In her early paintings, she drew from various contemporary artistic movements, beginning with French Post-Impressionism, but she later focused on methods of conveying light in landscapes with bright, warm tones. Her works began to be characterized by expressive texture, achieved by applying paint with a palette knife. In 1930, she participated in the First Exhibition of Polish Women Artists, held at the Municipal Museum in Bydgoszcz.

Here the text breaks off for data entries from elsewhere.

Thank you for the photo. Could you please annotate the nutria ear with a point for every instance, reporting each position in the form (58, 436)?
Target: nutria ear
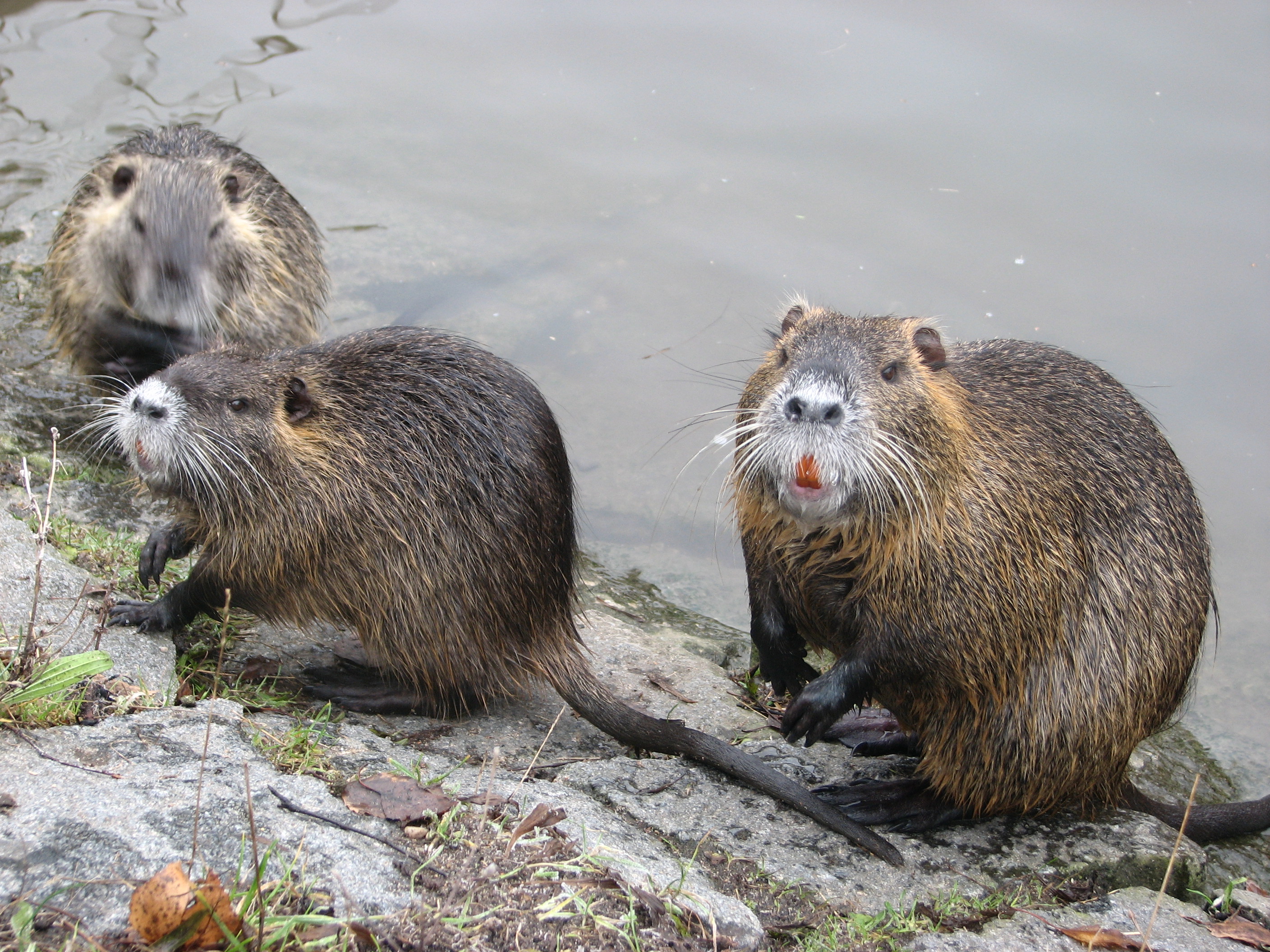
(793, 316)
(931, 348)
(299, 404)
(122, 179)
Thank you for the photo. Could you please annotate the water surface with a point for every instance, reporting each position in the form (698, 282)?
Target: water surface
(617, 197)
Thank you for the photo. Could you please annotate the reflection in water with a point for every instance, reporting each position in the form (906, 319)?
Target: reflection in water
(617, 197)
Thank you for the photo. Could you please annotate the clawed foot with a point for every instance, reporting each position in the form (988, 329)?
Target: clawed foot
(874, 732)
(907, 804)
(148, 616)
(359, 688)
(168, 542)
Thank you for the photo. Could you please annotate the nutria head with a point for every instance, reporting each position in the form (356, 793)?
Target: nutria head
(175, 242)
(169, 239)
(216, 428)
(846, 418)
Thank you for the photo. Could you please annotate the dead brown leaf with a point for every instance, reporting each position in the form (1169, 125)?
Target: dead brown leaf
(396, 799)
(172, 912)
(1100, 937)
(542, 815)
(1240, 929)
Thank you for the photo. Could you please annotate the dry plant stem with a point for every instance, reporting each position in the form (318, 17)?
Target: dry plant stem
(28, 645)
(256, 853)
(220, 654)
(207, 735)
(296, 809)
(198, 792)
(1169, 871)
(536, 753)
(64, 763)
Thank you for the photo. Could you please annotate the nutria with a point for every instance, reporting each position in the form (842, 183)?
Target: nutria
(410, 485)
(176, 240)
(997, 545)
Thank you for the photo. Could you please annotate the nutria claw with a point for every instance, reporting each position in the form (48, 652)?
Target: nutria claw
(907, 804)
(147, 616)
(168, 542)
(874, 732)
(787, 674)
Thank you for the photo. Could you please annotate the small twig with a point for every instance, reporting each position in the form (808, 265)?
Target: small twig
(198, 792)
(64, 763)
(659, 682)
(28, 645)
(524, 776)
(1169, 873)
(220, 655)
(256, 852)
(662, 787)
(296, 809)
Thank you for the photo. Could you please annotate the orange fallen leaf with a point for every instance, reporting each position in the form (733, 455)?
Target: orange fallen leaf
(1100, 937)
(396, 799)
(169, 907)
(1240, 929)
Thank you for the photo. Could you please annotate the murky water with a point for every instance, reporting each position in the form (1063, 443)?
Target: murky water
(617, 196)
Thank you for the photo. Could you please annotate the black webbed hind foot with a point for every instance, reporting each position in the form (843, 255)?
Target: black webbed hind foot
(874, 732)
(359, 688)
(907, 804)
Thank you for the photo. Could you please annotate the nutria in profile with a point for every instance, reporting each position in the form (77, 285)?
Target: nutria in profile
(999, 546)
(412, 486)
(175, 242)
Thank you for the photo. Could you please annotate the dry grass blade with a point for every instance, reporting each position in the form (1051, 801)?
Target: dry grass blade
(1173, 859)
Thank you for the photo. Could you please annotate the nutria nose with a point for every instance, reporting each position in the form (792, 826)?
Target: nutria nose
(144, 408)
(801, 410)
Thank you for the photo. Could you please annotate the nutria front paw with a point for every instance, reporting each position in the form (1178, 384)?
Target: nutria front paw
(787, 674)
(148, 616)
(907, 804)
(168, 542)
(814, 711)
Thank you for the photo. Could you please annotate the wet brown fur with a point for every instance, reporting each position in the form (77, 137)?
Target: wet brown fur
(271, 262)
(414, 488)
(1042, 613)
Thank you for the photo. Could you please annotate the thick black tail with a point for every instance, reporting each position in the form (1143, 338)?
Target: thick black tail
(580, 687)
(1208, 822)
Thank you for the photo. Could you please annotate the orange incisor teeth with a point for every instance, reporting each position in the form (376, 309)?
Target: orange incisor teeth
(808, 474)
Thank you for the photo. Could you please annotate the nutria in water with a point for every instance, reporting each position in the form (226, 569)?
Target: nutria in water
(175, 242)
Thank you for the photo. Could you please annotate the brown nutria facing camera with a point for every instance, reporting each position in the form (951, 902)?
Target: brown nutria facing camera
(178, 240)
(412, 486)
(997, 545)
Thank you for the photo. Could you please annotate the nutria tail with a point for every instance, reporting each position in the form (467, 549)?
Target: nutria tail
(1208, 822)
(577, 685)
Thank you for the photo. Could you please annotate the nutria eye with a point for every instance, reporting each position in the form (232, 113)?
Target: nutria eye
(122, 179)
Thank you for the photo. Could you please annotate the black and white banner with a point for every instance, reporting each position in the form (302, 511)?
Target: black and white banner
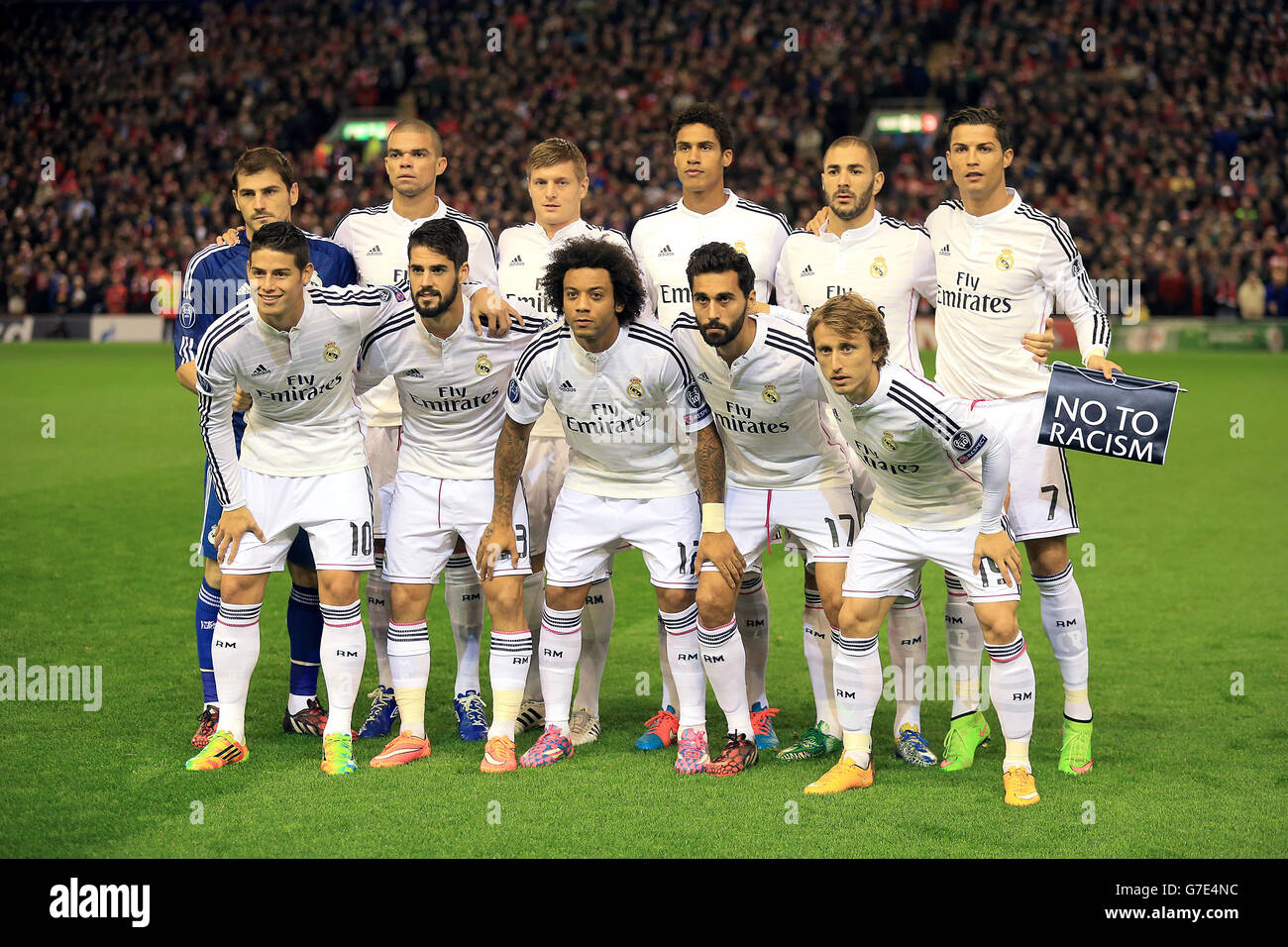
(1127, 418)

In 1937 she was part of the Trade Union of Polish Artists (ZZPAP) Artists' Salon, held in Kraków, Lviv, Łódź, and Poznań and, in the same year, along with Weintraub and five other male painters, she participated in the "Group of Seven" exhibition at the Judaic Institute in Warsaw. Also in 1937, she contributed to the exhibition called Les femmes artistes d'Europe, the first international all-woman art show in France, held at the Jeu de Paume in Paris. In January 1938, at the annual Salon of the Society for the Promotion of Fine Arts, she presented a self-portrait, showing herself with a slim face, dark eyes, and a faint smile on her lips.

==Death and legacy==
After the outbreak of World War II, Centnerszwerowa was in the city of Białystok, the capital of the Podlaskie Voivodeship in the north-east of Poland, together with her husband Maksymilian Centnerszwer, a renowned musician, composer, teacher, and music critic, and her daughter. They died during the Nazi German liquidation of Jews that followed the Białystok Ghetto uprising in August 1943. Her surviving works are now in several collections, such as those of the Łódź Museum of Art and the Jewish Historical Institute in Warsaw. The latter's collection includes three of her paintings from 1941, Portrait of Daughter Elżbieta, Portrait of an Old Man with a Cigarette, and Portrait of an Old Woman, which somehow survived the war. Showings of her work since her death include the 2014 Jewish Historical Institute exhibition called Salvaged, featuring works of Jewish artists who lived, and in most cases died, during the Holocaust.